Slow the deal, or walk, if you see any of these. One of these is rarely fatal. Three or more, and you should step back.
1. Seller refuses to share bank statements. Recurring revenue is verifiable. A refusal is either incompetence or hiding.
2. Account list doesn't reconcile to deposits. Variance >5% needs explanation. Variance >15% is usually disqualifying.
3. Churn spike in the most recent quarter. Sellers know when the books are about to look worse and rush to list. A trailing 3-month churn that's 2x the prior 12-month average should be investigated.
4. Heavy reliance on one large customer. Any single account >15% of revenue is concentration risk. >25% is existential.
5. Seller won't commit to a transition period. Even 14 days is short. A seller who wants out the day of close is selling you trouble.
6. Pricing well below market without a clear reason. Distress is sometimes legitimate (health, divorce). But "I just want to be done" at a 30% discount usually means there's a problem you haven't found yet.
7. "Cash deals" or off-the-books revenue claims. Off-platform revenue does not transfer. Don't pay for it. If the seller is loose with the IRS, they'll be loose with you.
8. Recent customer complaints on Google or Yelp. A 3-star average with recent angry reviews is a brewing churn event you'll inherit. Read every review from the last 12 months.
9. Equipment included is in poor condition. Discount or remove from the deal. Don't pay equipment value for liability.
10. Vague or missing documentation. No CRM, no SOPs, no written customer notes, you're paying for a head full of knowledge that walks out on close day.

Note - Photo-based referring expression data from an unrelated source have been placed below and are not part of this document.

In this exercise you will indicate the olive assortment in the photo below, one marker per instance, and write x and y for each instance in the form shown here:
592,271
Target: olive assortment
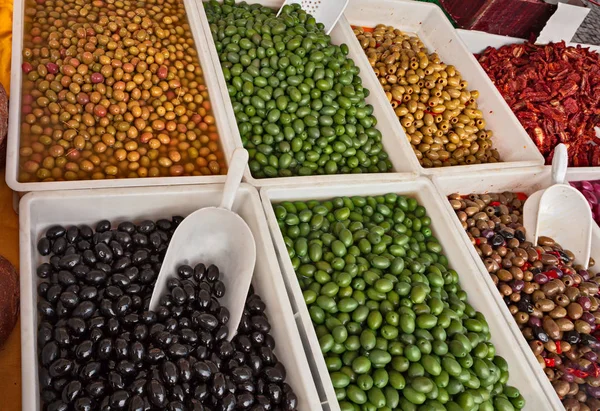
394,326
430,98
298,100
554,301
100,348
113,89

11. The seller has sold a route before. Not automatically bad, but ask why. Serial sellers sometimes flip routes that are accumulating problems they don't want to fix.

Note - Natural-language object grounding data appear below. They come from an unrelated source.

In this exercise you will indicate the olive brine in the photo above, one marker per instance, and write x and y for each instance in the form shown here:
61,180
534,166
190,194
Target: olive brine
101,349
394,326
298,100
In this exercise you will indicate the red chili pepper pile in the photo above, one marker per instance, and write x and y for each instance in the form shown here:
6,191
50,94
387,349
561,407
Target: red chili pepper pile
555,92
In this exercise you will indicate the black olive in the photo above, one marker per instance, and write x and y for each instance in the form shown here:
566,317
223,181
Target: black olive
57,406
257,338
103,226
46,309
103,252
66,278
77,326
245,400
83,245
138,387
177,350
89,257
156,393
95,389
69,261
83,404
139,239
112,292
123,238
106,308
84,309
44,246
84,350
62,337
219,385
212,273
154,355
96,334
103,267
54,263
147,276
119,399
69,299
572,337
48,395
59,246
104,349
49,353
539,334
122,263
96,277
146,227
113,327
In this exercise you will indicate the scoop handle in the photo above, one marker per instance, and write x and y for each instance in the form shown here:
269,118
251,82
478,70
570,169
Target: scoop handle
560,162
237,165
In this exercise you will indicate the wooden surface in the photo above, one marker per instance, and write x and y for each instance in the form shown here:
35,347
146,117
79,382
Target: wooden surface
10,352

12. Pressure to close fast. "Another buyer is making an offer Monday." "I need to wire by Friday." Real deals tolerate diligence. Manufactured urgency is almost always a tactic.
Soft red flags (note them, don't fail them):
- Seller refers to the route as "easy money" rather than "hard work."

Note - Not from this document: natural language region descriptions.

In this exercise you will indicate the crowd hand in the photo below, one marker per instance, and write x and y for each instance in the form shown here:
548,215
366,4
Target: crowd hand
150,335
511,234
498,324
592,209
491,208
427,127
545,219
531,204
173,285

- Seller hasn't taken a real vacation in 5 years (founder-dependence).
- Seller's spouse has never met the customers (succession risk if seller is unavailable).
- The truck has religious or political bumper stickers, small thing, but you may inherit reputation by association.
The "what would have to be true?" test. If the deal looks too good for the price, ask: what would have to be true for this to be a great deal *and* still be priced this low? If you can't find a coherent answer, you don't know enough yet.
Walking away from a bad deal is the cheapest decision you'll ever make. There will be more routes.